Principles for electronically collecting personal information
 Date of Last Review: 2003-04-15

    1. A data controller must have the express written permission of the data subject for the collection, collation, processing or disclosure of any personal information on that data subject unless he or she is permitted or required to do so by law.

    2. A data controller may not electronically request, collect, collate, process or store personal information on a data subject which is not necessary for the lawful purpose for which the personal information is required.

    3. The data controller must disclose in writing to the data subject the specific purpose for which any personal information is being requested, collected, collated, processed or stored.

    4. The data controller may not use the personal information for any other purpose than the disclosed purpose without the express written permission of the data subject, unless he or she is permitted or required to do so by law.

    5. The data controller must, for as long as the personal information is used and for a period of at (cast one year thereafter, keep a record of the personal information and the specific purpose for which the personal information was collected.

    6. A data controller may not disclose any of the personal information held by it to a third party, unless required or permitted by law or specifically authorised to do so in writing by the data subject.

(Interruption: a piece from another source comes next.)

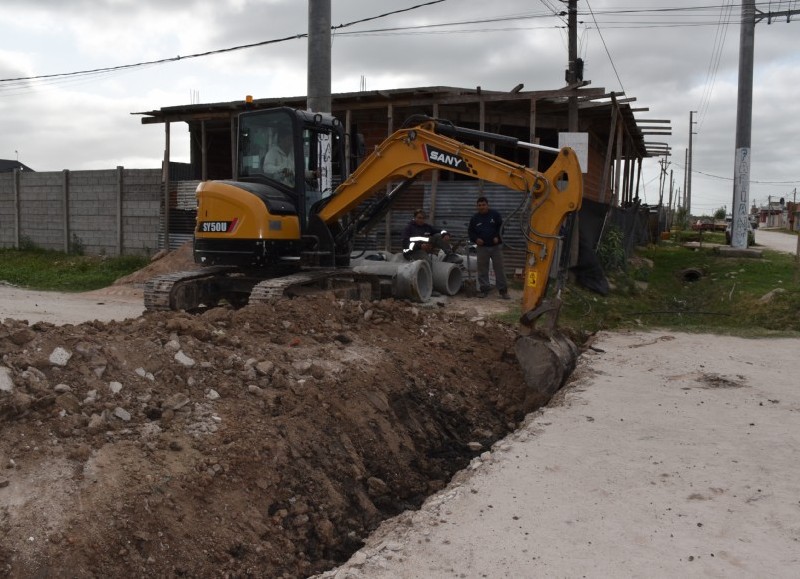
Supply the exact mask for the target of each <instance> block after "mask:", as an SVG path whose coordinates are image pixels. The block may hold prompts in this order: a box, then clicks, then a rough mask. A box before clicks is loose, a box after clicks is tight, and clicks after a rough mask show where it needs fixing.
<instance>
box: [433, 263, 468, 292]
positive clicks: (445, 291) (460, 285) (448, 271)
mask: <svg viewBox="0 0 800 579" xmlns="http://www.w3.org/2000/svg"><path fill="white" fill-rule="evenodd" d="M431 272H432V273H433V289H435V290H436V291H437V292H439V293H443V294H444V295H446V296H454V295H456V294H457V293H458V292H459V291H460V290H461V284H462V281H463V277H462V274H461V268H460V267H459V266H458V265H456V264H455V263H447V262H444V261H434V262H433V263H432V264H431Z"/></svg>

    7. The data controller must, for as long as the personal information is used and for a period of at least one year thereafter, keep a record of any third party to whom the personal information was disclosed and of the date on which and the purpose for which it was disclosed.

    8. The data controller must delete or destroy all personal information which has become obsolete.

    9. A party controlling personal information may use that personal information to compile profiles for statistical purposes and may freely trade with such profiles and statistical data, as long as the profiles or statistical data cannot be linked to any specific data subject by a third party.